Protokoll: Christoph Leischwitz

Da sitzt er noch im Kart. Bald wird Max Reis 15. Dann darf er auf die Formel 4 umsteigen. Mehr über ihn auf www.max-reis.de (Foto: fast-media)

"Eigentlich kann ich gar nicht genau sagen, was mich an diesem Sport fasziniert. Am Anfang war es natürlich cool, in diesem Alter schon was mit Motoren fahren zu dürfen. Mit Lego oder Playmobil hatte ich es nie so. Ich fand alles mit Rädern besser. Als ich dann die Geschwindigkeit erlebt habe, hat es mich erwischt: Ich will Formel-1-Rennfahrer werden.
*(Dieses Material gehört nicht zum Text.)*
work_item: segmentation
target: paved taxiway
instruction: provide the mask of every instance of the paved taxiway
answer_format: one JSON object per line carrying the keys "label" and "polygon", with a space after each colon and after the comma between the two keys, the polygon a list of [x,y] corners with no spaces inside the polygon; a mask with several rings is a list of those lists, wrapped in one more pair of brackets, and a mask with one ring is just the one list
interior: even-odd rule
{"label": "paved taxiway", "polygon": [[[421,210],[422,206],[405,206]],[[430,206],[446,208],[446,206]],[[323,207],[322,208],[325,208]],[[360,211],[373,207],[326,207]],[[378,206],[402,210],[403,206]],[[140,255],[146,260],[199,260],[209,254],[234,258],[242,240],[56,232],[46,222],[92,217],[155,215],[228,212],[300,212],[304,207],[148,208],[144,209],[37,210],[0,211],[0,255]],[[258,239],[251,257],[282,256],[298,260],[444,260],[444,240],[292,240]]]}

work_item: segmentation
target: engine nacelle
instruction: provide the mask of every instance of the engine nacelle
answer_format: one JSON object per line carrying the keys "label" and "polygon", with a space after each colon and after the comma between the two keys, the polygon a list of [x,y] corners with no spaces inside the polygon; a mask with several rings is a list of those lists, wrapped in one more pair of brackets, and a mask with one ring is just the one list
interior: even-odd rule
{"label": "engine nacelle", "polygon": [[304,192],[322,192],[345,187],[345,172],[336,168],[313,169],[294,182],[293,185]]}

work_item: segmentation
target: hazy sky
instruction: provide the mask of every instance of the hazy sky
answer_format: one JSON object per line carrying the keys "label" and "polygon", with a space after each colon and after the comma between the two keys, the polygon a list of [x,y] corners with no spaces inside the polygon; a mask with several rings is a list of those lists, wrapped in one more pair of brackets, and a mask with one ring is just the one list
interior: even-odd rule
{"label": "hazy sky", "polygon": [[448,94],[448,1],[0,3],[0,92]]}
Manche finden das erst mal komisch: im Kreis fahren, Umwelt verpesten und so. Ich sehe das anders. Es ist ein fesselnder Sport, der einem sehr viel abverlangt und so viele schöne Gefühle hervorruft. Außerdem trägt der Top-Motorsport dazu bei, dass nach umweltfreundlicheren Spritsorten geforscht wird, nach Technik, die allen zugutekommt.

Es ist ein weiter Weg zum Profifahrer. Aber ich bin mir sicher, dass ich das nötige Talent habe. Und ja, man muss dafür einiges an Talent mitbringen. Denn Rennfahren ist viel mehr als einfach nur irgendwie im Kreis rumfahren. Viele glauben gar nicht, wie anstrengend das ist. Neben dem fahrerischen Talent muss man körperlich und im Kopf topfit sei. Ich habe kürzlich meine ersten Testfahrten im Formel-4-Wagen gemacht. Formel 4 ist die Einstiegsklasse in den Formelsport und steht zwischen den kleineren Karts und den großen Rennwagen. Bei meinen Testfahrten bin ich in der Spitze 200 km/h gefahren. Das schafft auch mein Vater auf der Autobahn nicht. Im Rennwagen rüttelt einem der Gegenwind am Helm, in den Kurven drückt es dich in den Sitz, der Nacken wird stark gefordert. Ein Rennwagen hat keine Servolenkung wie ein normales Auto. Das heißt, die Lenkung wird nicht vom Motor unterstützt, man muss alles selber drehen. Wenn man da nicht trainiert, geht das total in die Arme. Aufs Bremspedal muss ich mit über 100 Kilo Bremsdruck treten. Das ist so viel, wie ein großer, nicht ganz schlanker Erwachsener wiegt - alles aus einem Bein. Wenn ich am Ende nach ungefähr 300 Kilometern aus dem Auto steige, dann piept's mir in den Ohren, so laut ist die Fahrt.

WM 2018: Max durfte als jüngster Teilnehmer die Fahne tragen, sein größtes Rennen bisher. Papa musste heulen – vor Glück. (Foto: Bernd Klimm)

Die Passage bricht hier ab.